Bitcoin Price at Risk of Dropping to $86K as On-Chain Activity and Demand Weaken: CryptoQuant

Bitcoin Faces Potential Drop to $86K as Market Weakens, But Bottom May Be Near

Bitcoin (BTC) recovered from a dip to $93,000, but downside risks remain, with analysts at CryptoQuant warning that weakening demand, declining network activity, and fading liquidity inflows could push BTC down to $86,000.

Demand for Bitcoin Declining After Late 2024 Surge

Bitcoin saw a surge in demand in late 2024, fueled by optimism surrounding Donald Trump’s election victory and expectations of regulatory easing.
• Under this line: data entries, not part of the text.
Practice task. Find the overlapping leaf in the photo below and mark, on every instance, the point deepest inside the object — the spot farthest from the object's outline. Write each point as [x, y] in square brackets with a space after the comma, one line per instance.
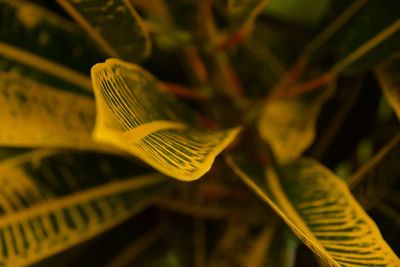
[244, 10]
[44, 87]
[114, 25]
[51, 201]
[374, 180]
[319, 208]
[134, 115]
[288, 124]
[242, 246]
[33, 114]
[43, 46]
[371, 21]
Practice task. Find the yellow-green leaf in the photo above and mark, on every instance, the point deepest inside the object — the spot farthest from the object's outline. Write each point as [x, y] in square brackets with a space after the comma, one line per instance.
[33, 114]
[321, 211]
[134, 115]
[114, 25]
[288, 123]
[52, 201]
[389, 78]
[44, 46]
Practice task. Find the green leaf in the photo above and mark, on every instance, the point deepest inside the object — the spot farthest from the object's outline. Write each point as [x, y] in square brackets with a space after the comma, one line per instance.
[374, 180]
[134, 115]
[43, 46]
[241, 245]
[114, 25]
[388, 75]
[242, 11]
[51, 201]
[320, 210]
[371, 20]
[288, 123]
[308, 12]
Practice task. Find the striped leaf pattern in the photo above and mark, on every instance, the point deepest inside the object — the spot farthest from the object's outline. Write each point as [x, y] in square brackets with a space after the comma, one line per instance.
[45, 47]
[288, 124]
[113, 24]
[320, 209]
[136, 116]
[51, 201]
[388, 75]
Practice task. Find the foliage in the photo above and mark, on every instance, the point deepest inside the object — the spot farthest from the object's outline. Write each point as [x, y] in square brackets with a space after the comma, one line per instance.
[113, 110]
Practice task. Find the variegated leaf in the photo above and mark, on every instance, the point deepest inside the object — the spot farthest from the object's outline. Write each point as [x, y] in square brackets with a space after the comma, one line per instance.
[51, 201]
[113, 24]
[321, 211]
[288, 123]
[134, 115]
However, CryptoQuant data now shows a sharp reversal, with BTC demand dropping from a peak of 279,000 BTC on December 4 to just 70,000 BTC recently.
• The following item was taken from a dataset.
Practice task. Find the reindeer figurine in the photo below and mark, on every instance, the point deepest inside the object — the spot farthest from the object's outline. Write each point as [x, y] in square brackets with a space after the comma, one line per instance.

A key sign of weakening demand is the slowdown in spot Bitcoin ETF inflows. After seeing daily purchases of up to 18,000 BTC in November and December, these funds are now experiencing consistent outflows over the past two weeks.
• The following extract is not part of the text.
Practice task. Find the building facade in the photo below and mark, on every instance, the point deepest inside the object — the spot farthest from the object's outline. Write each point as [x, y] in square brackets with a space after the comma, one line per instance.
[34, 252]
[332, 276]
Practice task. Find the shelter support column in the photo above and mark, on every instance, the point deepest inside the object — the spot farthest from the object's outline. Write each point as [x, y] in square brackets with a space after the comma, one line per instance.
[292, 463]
In addition, CryptoQuant’s Inter-exchange Flow Pulse, which tracks BTC transfers between exchanges, indicates a decline in U.S. investor demand, as BTC flows to Coinbase have dropped below their 90-day moving average.

Stablecoin Growth and Network Activity Show Weakness

Stablecoins—often used as liquidity for crypto investments—have also lost momentum. While the total stablecoin market cap recently hit $200 billion, its growth rate has slowed significantly. The 60-day average expansion of USDT’s market cap has plunged over 90% since mid-December, falling from $20 billion to just $1.5 billion.

On-chain activity is another red flag. Bitcoin’s network activity has hit a one-year low, according to CryptoQuant’s Bitcoin Network Activity Index. The index is now down 17% from its November 2024 peak and has dropped below its 365-day moving average for the first time since China’s mining ban in 2021. This decline suggests lower investor engagement and reduced speculative trading.

Bitcoin Nearing a Bottom?

After reaching an all-time high of $109,000 in January, Bitcoin has struggled to stay above $90,000. Broader crypto market sentiment has been affected by highly speculative memecoin launches, such as TRUMP and LIBRA, which have absorbed significant capital.

Well-known trader Bob Loukas believes Bitcoin’s correction may be nearing its final phase.

“The key question now is whether BTC can hold the $90,000 support level,” Loukas wrote in an X post. “But either way, the market is resetting sentiment, which is a necessary process.”

While Bitcoin could dip below $90,000, analysts suggest that a bottom may form soon, potentially setting the stage for the next major move.